Sanchez opened his hands. “I don’t know what you mean.”
She nodded. “Your partner reported that the boy he saw walking down the street had drugs in his possession, right?”
“Right.”
“You didn’t see those drugs, did you?”
“No. Doesn’t mean he didn’t have them.”
“Well, wasn’t your view of the boy as good as your partner’s?”
“Not really. I was looking around some. Checking out the street.”
“Oh. You didn’t get such a good look at the boy.”
“Not really.”
“I guess that makes sense,” Shelly said, as if to herself. “He had his back to you, right? Because he was walking southbound, away from you.”
“That’s right.”
“He had on a long coat.”
“Yes.”
“A cap on his head.”
“Yeah.”
“It was probably hard for you to see anything about this boy at all.”
“That’s right.”
She imagined that Sanchez was eager to say such things. He wanted to put some distance between himself and the events, for the sake of the Internal Affairs Division’s review of this case. The less he saw, the better.
“You didn’t see his pockets.”
“No.”
“Didn’t see his face.”
“No.”
“Didn’t really see—he had a cap on. You probably couldn’t see his hair, either.”
“No.”
“This thing was all your partner’s, wasn’t it? He wanted to see the boy. He’s the one who said he saw him with drugs. He’s the one who wanted some ‘privacy’ with the boy.”
“That’s right.”
“You didn’t see the drugs. You didn’t give chase. You didn’t even see his face.”
“That’s right.” Again, Sanchez was more than eager to comply. Shelly was surprised, frankly, that Morphew hadn’t worked with Sanchez more on this.

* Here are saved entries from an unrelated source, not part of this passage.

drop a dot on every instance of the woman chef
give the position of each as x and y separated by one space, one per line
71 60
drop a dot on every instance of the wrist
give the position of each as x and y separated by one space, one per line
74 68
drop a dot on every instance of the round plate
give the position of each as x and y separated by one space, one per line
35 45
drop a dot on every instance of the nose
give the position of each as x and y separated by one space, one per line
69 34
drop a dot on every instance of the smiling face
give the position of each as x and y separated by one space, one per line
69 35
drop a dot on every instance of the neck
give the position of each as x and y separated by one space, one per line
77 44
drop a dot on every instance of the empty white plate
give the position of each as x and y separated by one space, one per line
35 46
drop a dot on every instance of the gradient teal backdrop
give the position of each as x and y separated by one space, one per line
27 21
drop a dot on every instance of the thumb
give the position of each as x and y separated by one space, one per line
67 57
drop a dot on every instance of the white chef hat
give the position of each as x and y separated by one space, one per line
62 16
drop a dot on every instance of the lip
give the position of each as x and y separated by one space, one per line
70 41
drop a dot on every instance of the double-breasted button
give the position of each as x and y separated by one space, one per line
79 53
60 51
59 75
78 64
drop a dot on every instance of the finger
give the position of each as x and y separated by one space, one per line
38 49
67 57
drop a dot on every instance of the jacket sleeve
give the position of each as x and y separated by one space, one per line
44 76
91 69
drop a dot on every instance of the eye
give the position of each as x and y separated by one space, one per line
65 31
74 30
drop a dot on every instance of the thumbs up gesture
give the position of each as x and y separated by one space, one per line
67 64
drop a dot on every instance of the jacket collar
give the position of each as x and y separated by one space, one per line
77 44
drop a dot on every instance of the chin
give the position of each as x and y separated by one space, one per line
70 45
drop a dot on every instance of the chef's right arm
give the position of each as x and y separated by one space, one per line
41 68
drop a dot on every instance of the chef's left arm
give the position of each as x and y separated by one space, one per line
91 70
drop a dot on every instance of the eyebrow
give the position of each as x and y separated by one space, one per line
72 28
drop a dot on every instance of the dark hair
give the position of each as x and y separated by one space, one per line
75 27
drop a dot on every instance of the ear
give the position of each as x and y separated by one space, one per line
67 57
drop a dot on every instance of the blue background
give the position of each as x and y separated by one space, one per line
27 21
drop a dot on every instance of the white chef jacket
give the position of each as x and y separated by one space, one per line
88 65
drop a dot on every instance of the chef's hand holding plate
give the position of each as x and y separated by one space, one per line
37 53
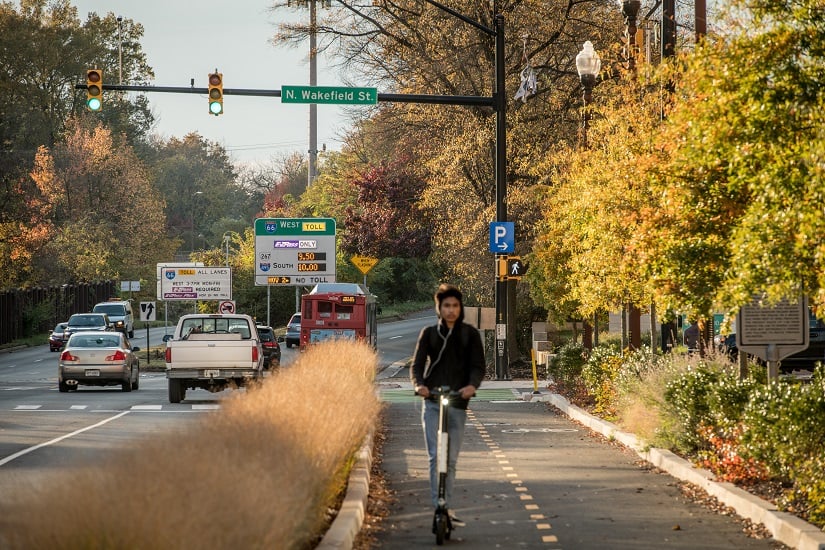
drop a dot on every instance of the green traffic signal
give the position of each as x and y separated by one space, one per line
216 93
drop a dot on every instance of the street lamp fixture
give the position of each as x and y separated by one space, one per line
630 11
588 65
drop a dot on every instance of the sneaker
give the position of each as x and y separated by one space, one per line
455 521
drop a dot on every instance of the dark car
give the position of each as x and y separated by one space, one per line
82 322
57 337
271 347
293 331
806 359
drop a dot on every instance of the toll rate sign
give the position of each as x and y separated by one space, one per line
294 251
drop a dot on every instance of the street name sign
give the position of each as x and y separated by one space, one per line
364 263
196 283
773 332
329 95
294 251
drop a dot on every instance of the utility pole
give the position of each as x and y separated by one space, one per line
313 81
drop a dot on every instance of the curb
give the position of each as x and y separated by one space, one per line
346 525
786 528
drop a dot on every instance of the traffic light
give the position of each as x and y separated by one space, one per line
216 93
94 89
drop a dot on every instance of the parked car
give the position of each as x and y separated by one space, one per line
120 314
293 331
806 359
271 347
57 337
98 358
84 322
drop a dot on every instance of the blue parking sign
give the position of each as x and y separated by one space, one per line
502 237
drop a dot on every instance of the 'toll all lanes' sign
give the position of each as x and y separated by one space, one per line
196 283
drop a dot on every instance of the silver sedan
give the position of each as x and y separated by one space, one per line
98 358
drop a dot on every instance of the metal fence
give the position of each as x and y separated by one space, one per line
29 311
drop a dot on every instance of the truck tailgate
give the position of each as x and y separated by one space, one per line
224 354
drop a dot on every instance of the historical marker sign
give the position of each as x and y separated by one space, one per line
773 332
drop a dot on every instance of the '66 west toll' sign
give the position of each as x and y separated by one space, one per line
195 283
294 251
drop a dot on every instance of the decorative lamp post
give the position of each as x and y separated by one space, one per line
588 65
630 11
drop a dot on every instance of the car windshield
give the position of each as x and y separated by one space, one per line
87 321
111 309
95 342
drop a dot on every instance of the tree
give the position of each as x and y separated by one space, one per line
102 208
745 146
201 187
45 51
413 47
387 221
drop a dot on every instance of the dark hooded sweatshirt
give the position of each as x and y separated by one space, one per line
459 365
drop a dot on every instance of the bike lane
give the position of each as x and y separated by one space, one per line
529 477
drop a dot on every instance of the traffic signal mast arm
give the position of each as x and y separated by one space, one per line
391 98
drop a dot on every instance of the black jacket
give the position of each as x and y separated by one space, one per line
460 364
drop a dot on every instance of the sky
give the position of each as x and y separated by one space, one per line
179 45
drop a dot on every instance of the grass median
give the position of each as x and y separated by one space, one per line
260 473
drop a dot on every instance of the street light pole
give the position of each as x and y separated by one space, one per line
502 350
119 49
500 106
588 65
226 239
192 227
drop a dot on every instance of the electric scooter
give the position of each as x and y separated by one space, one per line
442 525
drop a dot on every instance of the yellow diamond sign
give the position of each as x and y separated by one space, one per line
364 263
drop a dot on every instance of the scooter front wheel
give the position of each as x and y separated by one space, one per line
440 527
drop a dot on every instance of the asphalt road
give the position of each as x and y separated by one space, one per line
43 431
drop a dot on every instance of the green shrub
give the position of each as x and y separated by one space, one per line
599 375
785 425
689 398
785 430
565 371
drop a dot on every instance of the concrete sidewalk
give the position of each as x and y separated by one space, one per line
784 527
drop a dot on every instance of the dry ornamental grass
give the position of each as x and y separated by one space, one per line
260 473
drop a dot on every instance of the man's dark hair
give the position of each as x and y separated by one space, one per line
446 290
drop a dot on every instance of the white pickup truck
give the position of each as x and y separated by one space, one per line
213 352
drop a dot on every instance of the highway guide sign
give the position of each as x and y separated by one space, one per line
294 251
196 283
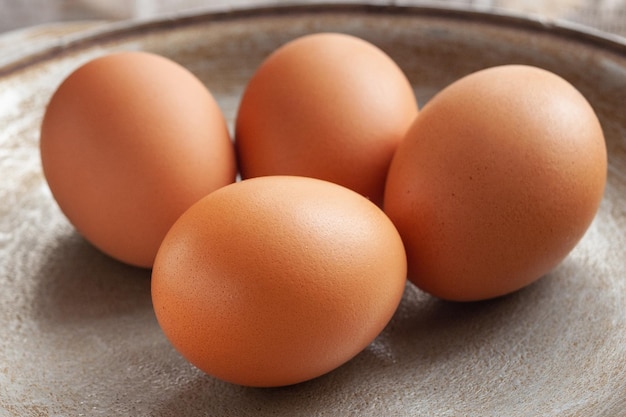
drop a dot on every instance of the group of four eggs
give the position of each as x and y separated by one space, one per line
347 189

“And since you never saw his face, or his hair, or any part of him from the front, Officer,” she said, her heart drumming—because this could fall under the heading of one-question-too-many—“you can’t even sit here and say that it was this boy that you saw, can you?”
“I—” Sanchez cleared his throat. “Ray said it was his snitch.”
“Ray said.” Shelly knew now that she had the answer she wanted. “Ray said. You can’t say for sure that it was my client who you saw walking down that street, can you?”
“Ray saw his face. When he first came out on the sidewalk. We were about a block away to the north. I wasn’t looking. But Ray saw his face. He said, ‘There he is.’”
“Ray said,” Shelly repeated. “Please answer my question, Officer. You didn’t actually see my client, did you? You cannot sit here, under oath, and identify Alex Baniewicz as the person you saw, can you?”
Sanchez answered in a quieter voice. “It was my understanding that both Ray and another man on the street identified your client—”
“Move to strike—”
“—as the one who shot my—”
“Your Honor—”
“Stop.” The judge leaned forward with his hand out. “Everyone stop. The answer is stricken as unresponsive. The jury will disregard that testimony. Officer, answer the question, please.”